16 December 2019 News

Cheops, ESA's exoplanet watching telescope launches tomorrow

An artists rendering of Cheops in orbit. Image: ESA.
An artists rendering of Cheops in orbit. Image: ESA.

Set to blast off tomorrow on a Soyuz-Fregat rocket from Europe’s Spaceport in Kourou, French Guiana, at 09:54 CET is ESA’s first mission dedicated to studying bright, nearby stars that are already known to host exoplanets; Cheops, which stands for CHaracterising ExOPlanet Satellite.

Cheops is therefore not on a discovery mission but rather a follow-up programme, to uncover precise size measurements of these already identified exoworlds which range from super-Earth to Neptune-sized planets.

The planet watcher will make these high-precision observations by measuring the minuscule brightness changes as the alien world passes in front of their host star; a technique known as the Transit method - a highly successful method that has helped discover nearly 3000 of the 4143+ exoplanets found so far.

Cheops will be able to measure the ‘depth’ of the transit I.e the size of the dip in the light due to the exoplanet transit to the level of a few tens of parts per million (ppm) and it can take these details around once per minute.

Armed with information on a planets size, scientists then just need data on its mass to determine its density.
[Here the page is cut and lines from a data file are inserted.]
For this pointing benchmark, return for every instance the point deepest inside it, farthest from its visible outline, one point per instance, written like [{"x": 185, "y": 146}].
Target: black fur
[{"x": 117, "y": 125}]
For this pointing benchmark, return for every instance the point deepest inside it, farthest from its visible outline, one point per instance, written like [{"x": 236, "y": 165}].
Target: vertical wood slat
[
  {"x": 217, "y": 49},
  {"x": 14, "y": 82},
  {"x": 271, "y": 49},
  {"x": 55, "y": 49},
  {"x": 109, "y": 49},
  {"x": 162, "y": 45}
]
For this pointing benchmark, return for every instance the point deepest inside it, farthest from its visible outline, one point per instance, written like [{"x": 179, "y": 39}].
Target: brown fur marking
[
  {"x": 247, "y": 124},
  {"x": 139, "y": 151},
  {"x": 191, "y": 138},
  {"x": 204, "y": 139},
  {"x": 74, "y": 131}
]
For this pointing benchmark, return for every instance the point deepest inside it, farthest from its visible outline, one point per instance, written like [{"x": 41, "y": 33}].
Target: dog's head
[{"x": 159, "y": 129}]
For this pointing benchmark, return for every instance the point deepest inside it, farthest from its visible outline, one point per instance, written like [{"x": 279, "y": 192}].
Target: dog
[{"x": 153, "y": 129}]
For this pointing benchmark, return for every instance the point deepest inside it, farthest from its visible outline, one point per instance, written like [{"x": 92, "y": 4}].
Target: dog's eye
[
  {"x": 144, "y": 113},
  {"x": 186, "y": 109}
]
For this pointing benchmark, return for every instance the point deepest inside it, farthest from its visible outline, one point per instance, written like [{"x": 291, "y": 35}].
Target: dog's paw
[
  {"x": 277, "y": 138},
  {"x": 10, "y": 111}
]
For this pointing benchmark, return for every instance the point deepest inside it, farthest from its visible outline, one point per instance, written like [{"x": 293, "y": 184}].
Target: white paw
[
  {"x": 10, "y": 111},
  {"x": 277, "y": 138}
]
Densities are key to understanding what type of world these far-off planets are, as it indicates whether they are gas giants, smaller rocky worlds or perhaps harbouring an ocean for example.

“By measuring the radius and by knowing the mass through radial velocity, we can place these different planets and try to figure out what they’re made of,” said Willy Benz, the mission’s principal investigator from the University of Bern in Switzerland.

“You need to have pretty small error bars if you want to say anything meaningful about this, and this is why we need precision measurements.”

The squat looking telescope will also identify the best candidates for future detailed studies by up and coming observatories such as the James Webb Space Telescope (JWST). Hubble's successor, JWST, will be NASA's premier observatory of the next decade, and will serve thousands of astronomers across many disciplines. It will be used to search for, amongst many other things, the signatures of water and methane and other important elements in the quest for habitable words.

“We want to look at atmospheres, following planets in their orbits around the star, we may want to see if a planet has moons, rings, and so on, and we want to provide the best targets for the very large facilities under construction or going into orbit like JWST,” Benz said.

Unlike JWST, which is edging towards a total cost of near $10 billion for the project, Cheops is a small, or S-class, mission in ESA’s science programme. S-class missions have a much shorter time from project start to launch and also much smaller budgets than large- and medium-class missions; as such the budget for CHEOPS barely rose above the 100 million-euro ($110 million) mark.

Not only was it small on costs, it is small in stature. The space telescope stands at just 1.5 metres (4.9 feet) tall, stretches 1.6 metres (5.2 feet) wide, and weighs 273 kilograms.

The squat and unusual-looking satellite is also highly decorative. Lining the sides of the craft are nearly three thousand drawings, submitted by thousands of children as part of especially held competitions designed to engage and inspire the next generation.

The pictures include everything from our own Solar System, starry skies and astronauts, to imaginative illustrations of stars and extrasolar worlds and have been shrunk by a factor of 1000 so that they can be engraved on two 18 x 24 cm titanium plates attached to the satellite.

The hardware might be small, but the mission is big on ambition however. Aside from helping to refine the characteristics of 300 pre-selected targets during its three-and-a-half-year primary mission, the detailed information it collates will help astronomers improve their models of the formation and evolution of small planets, with potential implications for our understanding of the evolution of our own Solar System.

“CHEOPS will provide us with key information to understand the structure of small planets, and how they form and evolve. This will be an essential step in a worldwide endeavor … to search for exoplanets like our own Earth,” said Kate Isaak, CHEOPS project scientist at ESA.

“It follows on from CoRoT, from Kepler and from TESS, and it’s the first in a series of three missions from ESA that are dedicated to exoplanet science,” Isaak said.

Those other missions include Plato, that is aimed at studying terrestrial planets in orbits up to the habitable zone of Sun-like stars, and Ariel. Scheduled for launch around 2028, Ariel will be the first mission dedicated to measuring the chemical composition and thermal structures of a large and diverse sample of exoplanets.

For now though, all eyes will be on Cheops tomorrow as it heads for a dawn/dusk orbit at an altitude of 700 kilometres. Also hitching a ride on the Soyuz-Fregat launcher will be the first satellite of the Italian space agency ASI’s Cosmo-SkyMed Second Generation constellation, along with three ‘CubeSats’, including ESA’s OPS-SAT – the world’s first free-for-use, in-orbit testbed for new software, applications and techniques in satellite control.